The One-Person Backend
SQLite, edge functions, and the death of the ops tax.
You don’t need a backend team anymore.
That sentence would have been absurd five years ago. Running a production web application meant provisioning servers, managing databases, configuring load balancers, setting up CI/CD pipelines, monitoring uptime, rotating credentials, and praying nothing broke at 3 AM. The “ops tax” on a solo builder was so steep that most people either partnered up, raised money, or built something simpler than what they actually wanted.
In 2026, a single developer can ship a globally distributed, offline-capable, real-time application with a database that fits in their deployment artifact. No Kubernetes. No RDS. No ops team. The infrastructure story has quietly become the most consequential shift in independent software.
The SQLite Moment
SQLite has been around since 2000. It powers more deployed software than any other database engine. But for web applications, it was always dismissed as a toy.
That changed. Turso built a distributed SQLite service (libSQL) that replicates globally. Litestream solved backup and replication. Fly.io made it trivial to run SQLite at the edge. ElectricSQL added real-time sync between local SQLite and central Postgres.
The result: you can build apps where the database lives inside your application and replicates automatically. No connection strings. No cold starts. Your database is a file.
Edge Functions Ate the Server
The serverless revolution promised to eliminate servers. It delivered vendor lock-in instead. But edge functions are actually delivering on the original promise.

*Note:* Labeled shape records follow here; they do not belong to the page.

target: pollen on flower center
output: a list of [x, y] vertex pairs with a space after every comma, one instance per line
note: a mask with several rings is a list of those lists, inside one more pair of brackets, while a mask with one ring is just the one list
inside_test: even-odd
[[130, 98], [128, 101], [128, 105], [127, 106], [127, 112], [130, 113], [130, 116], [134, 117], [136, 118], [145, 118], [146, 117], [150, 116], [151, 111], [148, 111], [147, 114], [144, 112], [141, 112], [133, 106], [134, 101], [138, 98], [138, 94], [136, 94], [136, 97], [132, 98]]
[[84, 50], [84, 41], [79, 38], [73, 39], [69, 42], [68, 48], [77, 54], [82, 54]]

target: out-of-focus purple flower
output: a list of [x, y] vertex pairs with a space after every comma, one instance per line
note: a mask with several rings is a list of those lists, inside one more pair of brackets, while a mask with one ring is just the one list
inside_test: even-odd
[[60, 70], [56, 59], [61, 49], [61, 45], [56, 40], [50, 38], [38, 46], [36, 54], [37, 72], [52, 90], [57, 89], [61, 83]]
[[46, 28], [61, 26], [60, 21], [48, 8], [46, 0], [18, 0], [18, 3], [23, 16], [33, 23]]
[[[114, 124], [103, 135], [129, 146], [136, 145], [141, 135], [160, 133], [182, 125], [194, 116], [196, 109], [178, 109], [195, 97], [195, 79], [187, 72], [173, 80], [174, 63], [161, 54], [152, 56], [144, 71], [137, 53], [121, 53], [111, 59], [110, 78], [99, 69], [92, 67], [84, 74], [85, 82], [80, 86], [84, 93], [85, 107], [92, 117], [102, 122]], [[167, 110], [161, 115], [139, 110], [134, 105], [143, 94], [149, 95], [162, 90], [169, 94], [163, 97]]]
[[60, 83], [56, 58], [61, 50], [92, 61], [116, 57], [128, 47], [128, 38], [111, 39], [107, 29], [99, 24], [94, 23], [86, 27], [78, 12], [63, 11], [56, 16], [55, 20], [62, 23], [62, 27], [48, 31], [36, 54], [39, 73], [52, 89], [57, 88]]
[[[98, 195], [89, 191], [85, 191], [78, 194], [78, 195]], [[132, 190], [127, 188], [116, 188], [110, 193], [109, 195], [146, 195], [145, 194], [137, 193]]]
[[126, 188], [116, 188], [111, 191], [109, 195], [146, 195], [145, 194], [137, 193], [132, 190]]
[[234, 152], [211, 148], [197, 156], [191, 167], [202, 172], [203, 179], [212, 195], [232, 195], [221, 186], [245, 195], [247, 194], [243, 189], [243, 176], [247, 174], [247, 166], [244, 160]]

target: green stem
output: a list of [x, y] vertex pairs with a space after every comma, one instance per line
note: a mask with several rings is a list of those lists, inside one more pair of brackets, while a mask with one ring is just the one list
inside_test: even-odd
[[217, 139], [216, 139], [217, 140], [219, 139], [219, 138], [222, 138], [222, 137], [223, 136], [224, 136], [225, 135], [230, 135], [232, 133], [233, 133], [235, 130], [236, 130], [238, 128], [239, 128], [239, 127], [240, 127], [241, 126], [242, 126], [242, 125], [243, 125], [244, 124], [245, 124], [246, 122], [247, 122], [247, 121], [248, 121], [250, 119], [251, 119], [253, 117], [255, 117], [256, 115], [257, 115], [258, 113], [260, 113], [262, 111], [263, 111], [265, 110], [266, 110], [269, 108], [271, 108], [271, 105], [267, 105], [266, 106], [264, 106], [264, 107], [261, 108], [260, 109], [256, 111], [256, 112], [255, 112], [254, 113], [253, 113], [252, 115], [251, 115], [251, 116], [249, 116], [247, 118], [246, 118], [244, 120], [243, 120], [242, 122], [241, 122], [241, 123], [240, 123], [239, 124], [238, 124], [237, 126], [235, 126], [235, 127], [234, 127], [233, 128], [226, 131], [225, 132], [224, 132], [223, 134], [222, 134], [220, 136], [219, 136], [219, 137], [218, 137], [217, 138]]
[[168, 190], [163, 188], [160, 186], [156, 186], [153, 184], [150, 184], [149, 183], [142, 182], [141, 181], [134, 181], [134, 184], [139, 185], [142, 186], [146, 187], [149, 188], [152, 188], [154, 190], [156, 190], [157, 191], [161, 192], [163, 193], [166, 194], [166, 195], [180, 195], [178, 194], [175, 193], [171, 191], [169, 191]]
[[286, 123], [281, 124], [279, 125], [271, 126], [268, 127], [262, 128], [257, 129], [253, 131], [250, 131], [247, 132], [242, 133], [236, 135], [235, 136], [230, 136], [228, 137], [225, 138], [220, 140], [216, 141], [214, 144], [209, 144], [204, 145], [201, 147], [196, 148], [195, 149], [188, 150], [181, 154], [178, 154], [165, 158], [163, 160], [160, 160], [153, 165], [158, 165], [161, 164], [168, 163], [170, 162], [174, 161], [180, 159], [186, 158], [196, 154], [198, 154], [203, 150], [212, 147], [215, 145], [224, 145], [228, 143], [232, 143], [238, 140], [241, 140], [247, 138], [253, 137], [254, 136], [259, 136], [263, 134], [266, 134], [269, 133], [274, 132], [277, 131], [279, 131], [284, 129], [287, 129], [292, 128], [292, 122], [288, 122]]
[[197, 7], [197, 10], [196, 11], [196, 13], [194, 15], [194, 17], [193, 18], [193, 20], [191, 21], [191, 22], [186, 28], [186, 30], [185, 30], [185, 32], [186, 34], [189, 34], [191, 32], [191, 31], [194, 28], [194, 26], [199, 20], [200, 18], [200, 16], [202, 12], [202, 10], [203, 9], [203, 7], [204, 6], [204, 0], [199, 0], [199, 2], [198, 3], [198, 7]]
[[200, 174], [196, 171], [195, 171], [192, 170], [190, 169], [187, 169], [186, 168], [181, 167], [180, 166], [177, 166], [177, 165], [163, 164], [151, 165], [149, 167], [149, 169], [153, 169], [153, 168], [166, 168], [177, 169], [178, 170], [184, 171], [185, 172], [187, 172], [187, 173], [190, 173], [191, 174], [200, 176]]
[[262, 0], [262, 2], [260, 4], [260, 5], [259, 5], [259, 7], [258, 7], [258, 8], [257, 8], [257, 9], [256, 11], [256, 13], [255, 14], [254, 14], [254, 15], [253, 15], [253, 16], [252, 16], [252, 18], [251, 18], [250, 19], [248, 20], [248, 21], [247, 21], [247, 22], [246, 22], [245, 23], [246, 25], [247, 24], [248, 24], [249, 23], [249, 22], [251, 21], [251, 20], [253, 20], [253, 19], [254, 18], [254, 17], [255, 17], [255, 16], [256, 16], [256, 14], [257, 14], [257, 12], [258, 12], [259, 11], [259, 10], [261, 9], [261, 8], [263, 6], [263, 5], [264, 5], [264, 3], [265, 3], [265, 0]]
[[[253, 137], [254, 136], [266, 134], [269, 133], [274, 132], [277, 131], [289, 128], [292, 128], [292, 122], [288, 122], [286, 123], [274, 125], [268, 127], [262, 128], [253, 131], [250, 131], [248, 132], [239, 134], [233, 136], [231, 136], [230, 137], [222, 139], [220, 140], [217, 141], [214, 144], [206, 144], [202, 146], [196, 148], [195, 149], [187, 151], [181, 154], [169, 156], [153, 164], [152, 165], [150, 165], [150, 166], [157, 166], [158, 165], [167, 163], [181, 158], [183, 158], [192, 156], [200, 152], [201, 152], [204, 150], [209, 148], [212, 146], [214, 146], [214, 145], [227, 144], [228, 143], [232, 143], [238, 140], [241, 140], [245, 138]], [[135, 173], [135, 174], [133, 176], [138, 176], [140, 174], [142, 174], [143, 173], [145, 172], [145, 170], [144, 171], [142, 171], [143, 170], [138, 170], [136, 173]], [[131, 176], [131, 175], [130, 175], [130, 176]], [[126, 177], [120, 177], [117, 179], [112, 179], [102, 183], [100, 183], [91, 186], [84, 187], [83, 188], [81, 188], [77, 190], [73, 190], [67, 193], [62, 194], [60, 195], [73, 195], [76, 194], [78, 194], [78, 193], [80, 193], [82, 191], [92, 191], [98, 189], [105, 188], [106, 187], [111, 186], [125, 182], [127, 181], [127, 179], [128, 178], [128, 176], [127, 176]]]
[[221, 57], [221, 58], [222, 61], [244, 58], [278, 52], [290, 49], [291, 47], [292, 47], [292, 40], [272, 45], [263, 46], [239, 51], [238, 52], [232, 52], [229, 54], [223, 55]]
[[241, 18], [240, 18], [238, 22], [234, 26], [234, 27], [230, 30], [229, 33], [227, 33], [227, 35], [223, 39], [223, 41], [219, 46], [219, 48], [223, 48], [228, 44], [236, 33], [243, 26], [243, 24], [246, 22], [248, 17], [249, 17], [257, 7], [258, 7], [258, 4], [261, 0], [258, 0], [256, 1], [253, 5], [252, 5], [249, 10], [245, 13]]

Cloudflare Workers, Deno Deploy, Vercel Edge Functions all offer the same proposition: write a function, deploy it, it runs everywhere. Combined with edge-native databases, you get full-stack at the network edge.
The Local-First Renaissance
Local-first software was a niche academic concept five years ago. Now it’s becoming the default for indie apps. CRDTs matured. PowerSync, Replicache, and Zero ship production sync engines. Local-first eliminates the always-on server. Your costs approach zero at rest.
The New Stack
Database: SQLite + Turso
Compute: Edge functions
Sync: PowerSync or ElectricSQL
Deployment: Git push
Monthly cost for a side project: under $20. For thousands of users: under $100.
What This Actually Changes
The ops tax was the great equalizer. Now that it’s disappearing, the constraint has shifted from “can you run it” to “can you build something people want.” That’s a much better problem to have.